Il s'était publiquement humilié fin mai en présentant ses excuses à Poutine
lors d'une visite à Moscou et, depuis, mendie la possibilité de recevoir une
branche du Turk Stream. Peu rancunier, car grand gagnant en fin de compte, le Kremlin
considère sérieusement la possibilité, même si
rien n'a été signé encore. Dans ce contexte, une portion de gazoduc d'une
vingtaine de kilomètres, commencée en juin, vient
d'être inaugurée à la frontière
turco-bulgare. Objectif évident : raccorder la Bulgarie au Turk Stream.
Les travaux seront terminés dans le
courant de l'année prochaine, qui verra l'or bleu russe gagner ensuite la
Serbie, une branche continuant sur la Hongrie et l'Autriche, une autre vers la Bosnie. Ca aussi,
c'était prévu :
Sueurs froides américaines riment souvent
avec énergie russe et les derniers développements ne démentent pas cet axiome. Après tant
d'autres, les Serbes de Bosnie veulent également une
branche du Turk Stream qui passera par la Serbie voisine et
irriguera les Balkans. Belgrade devrait d'ailleurs se méfier. Premier pays à
avoir connu une "révolution de couleur" made in Soros en 2000, la
Serbie pourrait bien renouveler ce type de mésaventure. L'achat de drones
militaires chinois (une première en Europe), les exercices militaires
anti-aériens communs avec la Russie (une autre première) et surtout la volonté de rejoindre
l'Union Économique Eurasienne malgré les "avertissements" de l'Union
Européenne pourraient donner quelques idées aux excités de Washington et
Bruxelles. Tout ressemblance avec des faits, l'Ukraine par exemple, etc. etc.
A l'autre
bout de l'Eurasie, Gazprom commencera également d'ici quelques semaines ses
premières livraisons à la Chine par le pharaonique Sila Sibirii, bien connu des lecteurs
ainsi que des stratèges du Washingtonistan qui en font une jaunisse.
Les think
tanks impériaux ne savent d'ailleurs plus quoi inventer pour décrédibiliser le
gaz russe et l'empêcher de rejoindre le Rimland. Dans une "analyse"

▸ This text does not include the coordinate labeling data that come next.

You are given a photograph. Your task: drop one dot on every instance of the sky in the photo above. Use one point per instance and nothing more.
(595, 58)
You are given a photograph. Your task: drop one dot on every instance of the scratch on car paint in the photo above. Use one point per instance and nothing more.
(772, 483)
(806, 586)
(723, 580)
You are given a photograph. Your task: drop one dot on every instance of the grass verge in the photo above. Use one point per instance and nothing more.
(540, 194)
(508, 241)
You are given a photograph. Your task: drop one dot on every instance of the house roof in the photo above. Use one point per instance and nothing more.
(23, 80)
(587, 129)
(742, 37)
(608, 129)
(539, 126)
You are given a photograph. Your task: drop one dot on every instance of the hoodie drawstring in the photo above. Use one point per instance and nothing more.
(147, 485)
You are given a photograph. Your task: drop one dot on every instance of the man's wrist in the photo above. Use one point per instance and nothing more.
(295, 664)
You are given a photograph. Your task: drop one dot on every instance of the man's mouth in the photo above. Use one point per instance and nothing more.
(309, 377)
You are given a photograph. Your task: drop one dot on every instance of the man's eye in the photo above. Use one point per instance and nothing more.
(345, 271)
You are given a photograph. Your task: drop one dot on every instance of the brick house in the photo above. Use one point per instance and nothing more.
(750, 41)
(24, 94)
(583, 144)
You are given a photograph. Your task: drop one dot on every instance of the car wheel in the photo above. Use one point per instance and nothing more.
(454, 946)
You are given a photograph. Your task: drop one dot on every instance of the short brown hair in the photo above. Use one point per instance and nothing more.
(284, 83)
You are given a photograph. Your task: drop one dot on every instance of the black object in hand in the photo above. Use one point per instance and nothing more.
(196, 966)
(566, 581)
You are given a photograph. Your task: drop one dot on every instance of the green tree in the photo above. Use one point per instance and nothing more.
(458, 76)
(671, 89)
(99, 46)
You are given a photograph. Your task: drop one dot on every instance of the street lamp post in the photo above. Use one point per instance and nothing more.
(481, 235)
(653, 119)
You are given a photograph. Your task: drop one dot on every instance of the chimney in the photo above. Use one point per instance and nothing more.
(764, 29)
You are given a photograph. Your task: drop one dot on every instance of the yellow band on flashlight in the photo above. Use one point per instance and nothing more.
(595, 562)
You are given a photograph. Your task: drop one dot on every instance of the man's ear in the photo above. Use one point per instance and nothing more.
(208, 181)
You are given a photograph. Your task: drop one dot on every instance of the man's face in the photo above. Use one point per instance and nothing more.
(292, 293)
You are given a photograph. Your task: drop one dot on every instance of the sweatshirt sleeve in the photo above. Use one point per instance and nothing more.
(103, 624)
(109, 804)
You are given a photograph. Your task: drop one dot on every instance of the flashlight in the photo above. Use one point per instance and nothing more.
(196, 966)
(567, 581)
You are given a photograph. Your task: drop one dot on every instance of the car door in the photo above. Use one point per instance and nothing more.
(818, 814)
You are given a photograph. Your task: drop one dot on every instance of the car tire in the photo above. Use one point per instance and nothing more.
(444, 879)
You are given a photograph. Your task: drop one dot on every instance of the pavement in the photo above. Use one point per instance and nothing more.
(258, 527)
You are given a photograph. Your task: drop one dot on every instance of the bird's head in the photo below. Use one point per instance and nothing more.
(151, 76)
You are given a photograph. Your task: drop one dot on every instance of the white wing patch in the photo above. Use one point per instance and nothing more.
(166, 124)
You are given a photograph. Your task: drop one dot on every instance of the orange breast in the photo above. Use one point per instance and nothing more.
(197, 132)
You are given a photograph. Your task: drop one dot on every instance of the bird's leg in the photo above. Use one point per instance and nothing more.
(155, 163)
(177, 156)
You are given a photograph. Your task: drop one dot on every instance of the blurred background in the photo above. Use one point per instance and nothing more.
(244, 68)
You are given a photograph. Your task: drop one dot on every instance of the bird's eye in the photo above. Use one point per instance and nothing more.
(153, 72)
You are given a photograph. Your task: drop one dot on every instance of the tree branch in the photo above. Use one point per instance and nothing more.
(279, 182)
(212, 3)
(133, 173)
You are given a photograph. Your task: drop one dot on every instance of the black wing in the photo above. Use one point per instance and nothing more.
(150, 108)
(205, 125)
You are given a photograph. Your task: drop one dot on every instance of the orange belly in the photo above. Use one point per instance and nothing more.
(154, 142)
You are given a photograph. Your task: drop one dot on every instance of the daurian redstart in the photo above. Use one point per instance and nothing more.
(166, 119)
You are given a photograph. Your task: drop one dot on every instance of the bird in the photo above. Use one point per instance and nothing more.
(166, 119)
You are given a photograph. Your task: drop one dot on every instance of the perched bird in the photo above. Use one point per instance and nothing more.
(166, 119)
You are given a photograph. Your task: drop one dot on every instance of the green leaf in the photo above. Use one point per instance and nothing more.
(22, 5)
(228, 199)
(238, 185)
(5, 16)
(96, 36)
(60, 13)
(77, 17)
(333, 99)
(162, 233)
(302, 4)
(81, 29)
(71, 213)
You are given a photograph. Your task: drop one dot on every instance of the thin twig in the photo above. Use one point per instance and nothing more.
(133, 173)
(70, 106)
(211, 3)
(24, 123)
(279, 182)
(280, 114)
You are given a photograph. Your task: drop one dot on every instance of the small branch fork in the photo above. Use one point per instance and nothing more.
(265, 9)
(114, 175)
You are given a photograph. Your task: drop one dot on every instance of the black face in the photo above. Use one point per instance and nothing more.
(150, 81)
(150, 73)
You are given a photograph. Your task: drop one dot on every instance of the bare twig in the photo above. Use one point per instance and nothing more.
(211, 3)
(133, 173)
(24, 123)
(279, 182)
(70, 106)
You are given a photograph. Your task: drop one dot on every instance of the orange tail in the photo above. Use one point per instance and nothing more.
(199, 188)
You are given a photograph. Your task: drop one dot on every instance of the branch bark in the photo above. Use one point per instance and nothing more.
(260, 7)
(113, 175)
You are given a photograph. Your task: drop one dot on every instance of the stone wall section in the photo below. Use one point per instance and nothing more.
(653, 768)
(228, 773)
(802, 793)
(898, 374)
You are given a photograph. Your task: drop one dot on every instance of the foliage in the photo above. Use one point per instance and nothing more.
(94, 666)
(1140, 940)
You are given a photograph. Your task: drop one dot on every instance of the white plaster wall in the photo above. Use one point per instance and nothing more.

qui restera dans les annales, le fumeux Atlantic Council perd les
pédales et évoque, la larme à l’œil,
les "crimes environnementaux barbares" ou la colonisation du Yamal au
XVIème siècle sur les Nenets pour justifier le nécessaire arrêt des
importations en provenance du pays du grand méchant Poutine. Pas de problème en
revanche avec le gaz US, on oubliera opportunément
le génocide des Indiens d'Amérique.
On imagine
la pâleur rageuse de nos petits trolls en herbe quand ils ont appris que l'île états-unienne de Puerto
Rico elle-même importe... du gaz russe !
La faute à une loi de 1920, le Jones Act, qui spécifie qu'un navire
transportant des marchandises au sein de l'espace maritime des États-Unis doit
y être enregistré, être propriété américaine à 75% et compter également 75% de
marins américains. Dans ces conditions, il est financièrement bien plus
avantageux de se tourner vers Moscou, au grand dam du Deep State...
Un autre
think tank se lamente de l'indéfectible
soutien du Kremlin au Venezuela de Maduro, notamment par l'entremise de Rosneft
comme nous l'expliquions le mois
dernier :
Les habituels contempteurs de la "perfidie
moscovite" en sont une nouvelle fois pour leurs frais. On ne compte plus,
ces dernières années, les articles de la presstituée occidentale ou israélo-saoudienne
annonçant que, cette fois c'est sûr, Poutine est sur le point de lâcher ses
alliés : au choix, Assad, l'Iran ou encore le Venezuela. En échange de xxxxx,
le Kremlin va abandonner Maduro... Manque de bol pour nos petits propagandistes
en herbe, la réalité ne colle jamais à leurs fantasmes infantiles.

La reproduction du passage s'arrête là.